Tuesday, July 15, 2014

Matching the Stars in the Sky

I’ve mentioned, I trust, in passing that I’m a baseball fan. Technically, I’m a Yankees fan which, now living in South Eastern Connecticut, still has me among the majority of “four out of five dentists who expressed a preference for gum” in relation to the loyal subjects of Red Sox Nation though in recent years, the numbers have tightened considerably.

I grew up a San Francisco Giants fan because my father was one and he was one because he’d been a NY Giants until Walter O’Malley who owned the Brooklyn Dodgers, not content to break my Mom’s heart, talked Horace Stoneham who owned the National League team playing at the Polo Grounds, into also  moving his ball club across the country to the city by the bay.

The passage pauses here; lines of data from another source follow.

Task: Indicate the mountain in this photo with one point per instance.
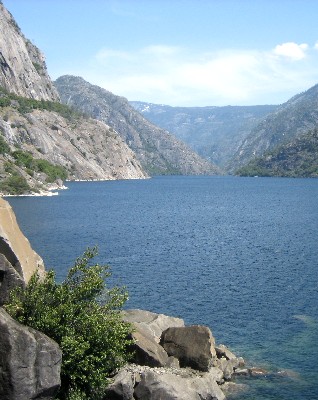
(215, 133)
(22, 65)
(297, 158)
(41, 139)
(159, 152)
(295, 117)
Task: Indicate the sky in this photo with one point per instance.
(179, 52)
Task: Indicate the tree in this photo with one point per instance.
(83, 316)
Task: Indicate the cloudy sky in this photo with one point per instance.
(179, 52)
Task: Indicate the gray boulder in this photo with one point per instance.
(122, 388)
(30, 362)
(167, 386)
(151, 324)
(192, 345)
(147, 351)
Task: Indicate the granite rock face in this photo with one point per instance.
(193, 346)
(22, 65)
(157, 150)
(170, 387)
(87, 148)
(30, 362)
(18, 261)
(203, 371)
(150, 323)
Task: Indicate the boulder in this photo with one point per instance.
(30, 362)
(192, 345)
(223, 351)
(16, 249)
(122, 388)
(167, 386)
(147, 351)
(150, 323)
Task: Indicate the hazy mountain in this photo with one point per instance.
(158, 151)
(213, 132)
(298, 158)
(290, 120)
(22, 66)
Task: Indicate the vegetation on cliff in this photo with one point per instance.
(83, 316)
(298, 158)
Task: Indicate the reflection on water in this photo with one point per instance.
(236, 254)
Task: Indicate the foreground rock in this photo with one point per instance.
(193, 346)
(30, 362)
(162, 345)
(18, 261)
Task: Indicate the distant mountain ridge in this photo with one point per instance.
(159, 152)
(297, 158)
(292, 119)
(41, 139)
(215, 133)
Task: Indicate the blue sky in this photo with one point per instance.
(179, 52)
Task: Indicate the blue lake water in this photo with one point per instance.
(237, 254)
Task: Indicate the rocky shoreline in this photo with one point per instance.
(171, 360)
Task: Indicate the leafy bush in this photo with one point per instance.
(82, 315)
(4, 147)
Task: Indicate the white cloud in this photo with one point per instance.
(291, 50)
(179, 76)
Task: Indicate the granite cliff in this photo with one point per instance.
(215, 133)
(289, 121)
(159, 152)
(34, 122)
(22, 65)
(170, 360)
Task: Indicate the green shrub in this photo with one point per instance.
(83, 316)
(4, 147)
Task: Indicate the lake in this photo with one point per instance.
(239, 255)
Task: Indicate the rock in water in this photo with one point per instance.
(192, 345)
(30, 362)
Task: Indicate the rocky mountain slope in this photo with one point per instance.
(297, 158)
(158, 152)
(42, 140)
(22, 66)
(215, 133)
(293, 118)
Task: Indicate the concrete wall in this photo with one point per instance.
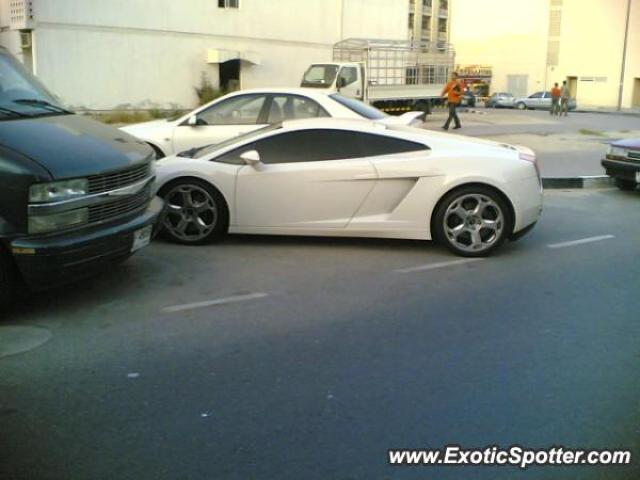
(513, 40)
(100, 54)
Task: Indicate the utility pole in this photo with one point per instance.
(624, 55)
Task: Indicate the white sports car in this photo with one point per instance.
(243, 111)
(353, 178)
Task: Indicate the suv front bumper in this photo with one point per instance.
(622, 169)
(55, 260)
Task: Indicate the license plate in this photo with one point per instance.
(141, 238)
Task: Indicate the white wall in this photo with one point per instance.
(101, 54)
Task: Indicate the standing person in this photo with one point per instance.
(565, 96)
(556, 93)
(453, 90)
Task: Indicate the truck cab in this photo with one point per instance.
(345, 78)
(75, 195)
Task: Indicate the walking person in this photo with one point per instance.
(453, 91)
(556, 93)
(564, 96)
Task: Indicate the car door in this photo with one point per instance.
(293, 107)
(307, 179)
(349, 82)
(222, 121)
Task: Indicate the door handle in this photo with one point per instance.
(365, 176)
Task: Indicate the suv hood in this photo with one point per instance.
(70, 146)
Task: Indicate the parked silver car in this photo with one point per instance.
(500, 100)
(539, 101)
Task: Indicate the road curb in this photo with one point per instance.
(595, 181)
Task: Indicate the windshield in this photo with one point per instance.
(361, 108)
(209, 150)
(21, 94)
(321, 76)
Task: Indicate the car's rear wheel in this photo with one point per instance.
(625, 185)
(196, 212)
(472, 221)
(7, 279)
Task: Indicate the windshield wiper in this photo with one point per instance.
(42, 103)
(191, 153)
(14, 113)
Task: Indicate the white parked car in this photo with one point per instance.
(246, 110)
(353, 178)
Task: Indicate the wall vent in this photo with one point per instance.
(21, 15)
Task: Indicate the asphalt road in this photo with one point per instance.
(566, 146)
(321, 354)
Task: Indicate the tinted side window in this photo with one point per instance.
(374, 145)
(309, 146)
(290, 107)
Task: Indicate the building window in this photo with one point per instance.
(228, 3)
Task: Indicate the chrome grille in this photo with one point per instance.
(115, 180)
(111, 210)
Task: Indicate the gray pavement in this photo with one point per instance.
(353, 346)
(566, 146)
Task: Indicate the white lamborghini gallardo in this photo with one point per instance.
(329, 177)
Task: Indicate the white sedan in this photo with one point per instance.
(243, 111)
(353, 178)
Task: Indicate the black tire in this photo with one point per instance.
(158, 152)
(626, 185)
(204, 219)
(472, 227)
(7, 279)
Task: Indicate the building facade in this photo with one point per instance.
(531, 44)
(429, 21)
(117, 54)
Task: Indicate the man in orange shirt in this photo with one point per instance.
(555, 100)
(453, 91)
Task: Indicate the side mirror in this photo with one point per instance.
(251, 157)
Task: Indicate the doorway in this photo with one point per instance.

When the Lords of Baseball added the Houston Colt 45’s and the New York Mets to the National League, my dad and by extension, his first two sons (#3 wasn’t even rumored yet), went right out to Meet the Mets. Speaking, perhaps only for me, the pilgrimages to Shea (when it was built), far more numerous than the jaunts to the House that Ruth Built, never really took and I find myself in the summer of my 62nd year not being able to list a single starting pitcher or even position player for The Amazin’s. They deserve better; shame on me.

I can’t do it for the pitching staff of the Yankees either, but that has a lot to do with injuries and bad luck (all Yankees, btw; I’ve been hale and healthy) and to be honest, it’s not been much of a season, looking at the first half of Derek Jeter’s final bow. Much like the ending for Mariano Rivera, the denouement for his remarkable career would seem to be in danger of ‘falling short.’

Jeter will appear in his final All-Star Game tonight primarily because I voted for him about two hundred and forty seven kajillion times on-line. Please note my absence of an apologetic tone. If anything, I’m sorry I couldn’t vote for him more than I did-things like work, family and sleep got in the way-because I’ve been huge fan of his work throughout his career.

I am well-aware that while we call baseball a game, it’s a serious business (with an anti-trust exemption bestowed upon it by the Congress of the United States) and being an aged man who roots for younger but still aging men who make a handsome living engaged in pursuit of a game children on sandlots enjoy, I don’t really care that the irony of all of this is as obscene as it frequently is.

I will still root for my Yankees (don’t tell the Steinbrenners about my possessiveness) when Jeter no longer takes up his position after the season concludes but for tonight especially and for all the days of this season that remain, I’d wish him nothing less than an MVP year as I join with other fans, whose teams are not lucky enough to be the Yankees, in celebrating an athlete who always did what he loved while giving those of us who loved watching him do it reasons to cheer for two decades.